While Morales was immersing himself in mobile tunnels and cover cropping, Nebraska-born chef Austin Johnson was manning the stoves of Gregory Marchand’s Frenchie, the overachieving Paris bistro with a casual wine bar across the street and an outpost in London. Johnson had worked his way up in renowned kitchens in Seattle and New York but says it was his tenure in France that “taught me the importance of using great products to create deliciousness.” (Having purveyors drive up to your door with perfectly ripe figs or truckloads of live pigs lying in hay tends to ruin you for more ordinary methods of ingredient procurement.) He had long dreamed of opening a restaurant in New York, and the opportunity presented itself in the form of a partnership with sommelier Dustin Wilson, who often stopped by Frenchie on wine trips abroad.
Although they hadn’t worked together, they had traveled in the same circles—Wilson at Eleven Madison Park, Johnson at the NoMad—and their visions meshed for fine dining that was fun and menus that changed weekly. Johnson felt that Frenchie’s success could be attributed less to any one signature dish than to a sense of surprise. “What New York is missing is that commitment to the guest that every time there’d be new food to experience.” The partners found a distinctive four-story building at One White Street in Tribeca where they could operate the ground floor as a small-plates à la carte wine bar and devote the second and third levels, each equipped with an open kitchen, to tasting menus: “Exactly what Frenchie had, except vertical,” says Johnson.
To meet the chef’s Paris-raised standards, the partners built the two-acre Rigor Hill Farm on an investor’s Columbia County hayfield, enlisting the expertise of Four Season’s Coleman. Morales answered an ad Johnson had posted for the farm-manager position; it didn’t hurt that when the restaurateurs asked Coleman for a recommendation, his former employee was top of mind. After crop planning with Johnson for varieties and size, Morales put the first plants in the ground last May, but restaurant construction lagged, a consequence of the obstacles faced in getting a hundred-year-old landmarked residential building up to commercial code.
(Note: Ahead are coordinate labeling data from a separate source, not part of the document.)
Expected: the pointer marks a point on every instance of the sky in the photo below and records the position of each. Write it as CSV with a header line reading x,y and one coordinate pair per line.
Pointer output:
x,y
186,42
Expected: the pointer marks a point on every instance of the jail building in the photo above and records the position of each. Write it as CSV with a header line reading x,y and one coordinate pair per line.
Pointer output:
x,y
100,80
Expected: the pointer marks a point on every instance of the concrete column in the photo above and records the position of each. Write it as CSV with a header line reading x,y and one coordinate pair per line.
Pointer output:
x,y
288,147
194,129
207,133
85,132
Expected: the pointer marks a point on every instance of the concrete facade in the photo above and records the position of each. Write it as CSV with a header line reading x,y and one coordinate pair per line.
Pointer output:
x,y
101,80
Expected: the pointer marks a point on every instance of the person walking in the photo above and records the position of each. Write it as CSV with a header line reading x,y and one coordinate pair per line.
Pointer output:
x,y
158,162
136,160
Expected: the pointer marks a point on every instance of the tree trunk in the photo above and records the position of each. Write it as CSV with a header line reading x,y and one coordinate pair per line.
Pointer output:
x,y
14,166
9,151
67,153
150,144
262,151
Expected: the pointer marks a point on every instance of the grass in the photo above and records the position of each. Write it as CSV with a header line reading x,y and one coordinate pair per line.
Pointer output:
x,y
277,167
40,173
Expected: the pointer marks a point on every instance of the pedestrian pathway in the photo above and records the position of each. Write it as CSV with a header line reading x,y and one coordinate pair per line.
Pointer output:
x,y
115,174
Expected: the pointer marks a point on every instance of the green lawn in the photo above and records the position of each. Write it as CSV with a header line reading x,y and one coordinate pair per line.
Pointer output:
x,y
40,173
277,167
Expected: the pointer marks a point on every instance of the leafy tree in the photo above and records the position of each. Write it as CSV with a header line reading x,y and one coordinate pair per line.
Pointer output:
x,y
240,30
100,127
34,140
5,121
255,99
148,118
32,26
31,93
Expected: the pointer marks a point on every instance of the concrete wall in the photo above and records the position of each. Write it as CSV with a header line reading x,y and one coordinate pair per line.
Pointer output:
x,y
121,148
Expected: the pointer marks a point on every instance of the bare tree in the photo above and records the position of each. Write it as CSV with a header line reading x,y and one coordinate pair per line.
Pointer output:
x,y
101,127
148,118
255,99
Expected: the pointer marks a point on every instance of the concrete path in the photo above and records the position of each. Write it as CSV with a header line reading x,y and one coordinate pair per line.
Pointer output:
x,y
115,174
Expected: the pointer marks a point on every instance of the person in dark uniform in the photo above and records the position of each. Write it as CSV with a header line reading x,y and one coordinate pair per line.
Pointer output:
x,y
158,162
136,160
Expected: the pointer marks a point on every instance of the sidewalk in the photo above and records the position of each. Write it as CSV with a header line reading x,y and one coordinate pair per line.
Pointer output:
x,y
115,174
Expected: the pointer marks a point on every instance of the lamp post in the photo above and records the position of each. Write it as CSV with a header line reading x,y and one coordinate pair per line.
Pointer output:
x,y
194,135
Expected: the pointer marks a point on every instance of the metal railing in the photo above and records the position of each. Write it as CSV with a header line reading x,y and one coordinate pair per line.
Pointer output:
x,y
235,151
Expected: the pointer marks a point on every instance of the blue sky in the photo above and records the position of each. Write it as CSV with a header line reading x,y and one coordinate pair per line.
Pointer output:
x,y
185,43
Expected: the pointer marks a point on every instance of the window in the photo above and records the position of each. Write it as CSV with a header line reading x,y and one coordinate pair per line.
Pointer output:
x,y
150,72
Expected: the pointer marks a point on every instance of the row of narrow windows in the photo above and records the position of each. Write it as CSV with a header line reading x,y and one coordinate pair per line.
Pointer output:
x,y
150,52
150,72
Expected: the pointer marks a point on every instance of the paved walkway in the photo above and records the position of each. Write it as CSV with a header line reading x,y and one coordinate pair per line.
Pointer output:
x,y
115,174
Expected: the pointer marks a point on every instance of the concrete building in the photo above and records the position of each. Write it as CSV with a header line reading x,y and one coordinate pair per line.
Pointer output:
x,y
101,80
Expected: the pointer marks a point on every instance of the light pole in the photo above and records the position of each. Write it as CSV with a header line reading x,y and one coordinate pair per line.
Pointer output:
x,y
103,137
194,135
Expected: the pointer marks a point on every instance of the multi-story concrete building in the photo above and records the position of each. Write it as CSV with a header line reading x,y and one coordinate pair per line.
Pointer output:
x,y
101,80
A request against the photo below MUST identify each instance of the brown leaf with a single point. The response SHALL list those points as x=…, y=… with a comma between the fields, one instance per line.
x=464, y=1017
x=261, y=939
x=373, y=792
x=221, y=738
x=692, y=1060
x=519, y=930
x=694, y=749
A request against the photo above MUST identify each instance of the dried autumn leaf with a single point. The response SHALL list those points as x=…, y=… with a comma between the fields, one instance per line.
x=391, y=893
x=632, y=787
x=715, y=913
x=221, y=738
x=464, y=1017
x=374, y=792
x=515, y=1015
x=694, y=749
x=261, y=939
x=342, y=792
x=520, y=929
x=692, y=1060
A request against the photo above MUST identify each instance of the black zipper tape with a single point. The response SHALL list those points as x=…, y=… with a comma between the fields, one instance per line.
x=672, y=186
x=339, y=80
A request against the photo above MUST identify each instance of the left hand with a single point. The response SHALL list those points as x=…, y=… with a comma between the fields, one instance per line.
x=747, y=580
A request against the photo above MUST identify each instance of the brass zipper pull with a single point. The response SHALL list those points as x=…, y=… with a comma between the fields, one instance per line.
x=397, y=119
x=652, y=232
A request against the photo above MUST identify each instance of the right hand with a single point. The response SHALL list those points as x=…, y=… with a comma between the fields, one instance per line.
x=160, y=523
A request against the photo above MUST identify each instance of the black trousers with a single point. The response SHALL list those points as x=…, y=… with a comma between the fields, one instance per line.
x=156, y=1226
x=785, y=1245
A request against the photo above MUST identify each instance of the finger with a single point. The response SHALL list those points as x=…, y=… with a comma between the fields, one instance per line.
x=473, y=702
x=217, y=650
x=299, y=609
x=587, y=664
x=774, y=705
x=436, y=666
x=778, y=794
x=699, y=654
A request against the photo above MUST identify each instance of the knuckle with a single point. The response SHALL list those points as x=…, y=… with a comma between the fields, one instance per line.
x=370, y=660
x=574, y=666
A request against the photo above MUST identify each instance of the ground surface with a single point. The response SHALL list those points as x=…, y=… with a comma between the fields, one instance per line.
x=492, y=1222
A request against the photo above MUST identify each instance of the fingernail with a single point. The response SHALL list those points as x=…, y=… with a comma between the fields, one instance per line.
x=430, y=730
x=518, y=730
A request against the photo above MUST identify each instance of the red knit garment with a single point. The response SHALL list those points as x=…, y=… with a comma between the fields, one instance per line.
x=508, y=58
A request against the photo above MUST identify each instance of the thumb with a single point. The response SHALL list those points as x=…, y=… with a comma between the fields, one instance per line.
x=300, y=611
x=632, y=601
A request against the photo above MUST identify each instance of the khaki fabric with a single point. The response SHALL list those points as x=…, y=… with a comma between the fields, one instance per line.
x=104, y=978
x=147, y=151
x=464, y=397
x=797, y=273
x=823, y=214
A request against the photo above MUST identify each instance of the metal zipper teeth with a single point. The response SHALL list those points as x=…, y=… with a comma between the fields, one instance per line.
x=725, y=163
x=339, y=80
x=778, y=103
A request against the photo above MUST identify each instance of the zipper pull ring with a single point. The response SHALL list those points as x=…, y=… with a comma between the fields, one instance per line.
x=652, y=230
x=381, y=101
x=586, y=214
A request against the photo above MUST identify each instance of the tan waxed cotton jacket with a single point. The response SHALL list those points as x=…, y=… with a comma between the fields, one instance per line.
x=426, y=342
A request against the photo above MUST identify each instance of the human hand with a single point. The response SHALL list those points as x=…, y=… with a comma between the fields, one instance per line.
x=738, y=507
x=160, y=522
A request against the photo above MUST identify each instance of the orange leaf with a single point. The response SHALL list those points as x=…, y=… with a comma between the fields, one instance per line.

But the delay gave Morales and his crew the chance to see what worked, and how the soil behaves in a drought; they sold the first season’s harvest at the Hudson farmers’ market and to local restaurants.
When One White Street opens in June, Johnson will have ready access to produce for dishes like baby-gem-lettuce salad and summer vegetables with sorrel hummus and whipped ricotta. “In about six weeks, we’ll have lots of peas, radishes, mustards, kale, collard greens, fresh herbs,” he says. “We’ve got 650 heads of lettuce grown in succession for that salad. The whole farm is planned to be eaten that way.” Having your own land in cultivation offers more than just convenience. “I don’t want to go to the farmers’ market at Union Square and fight for the same sunchoke that’s on every other menu,” says the chef. “We’re gonna grow a different type of sunchoke that is more flavorful or more unique or more tailored for our menu.” A bespoke sunchoke, if you will.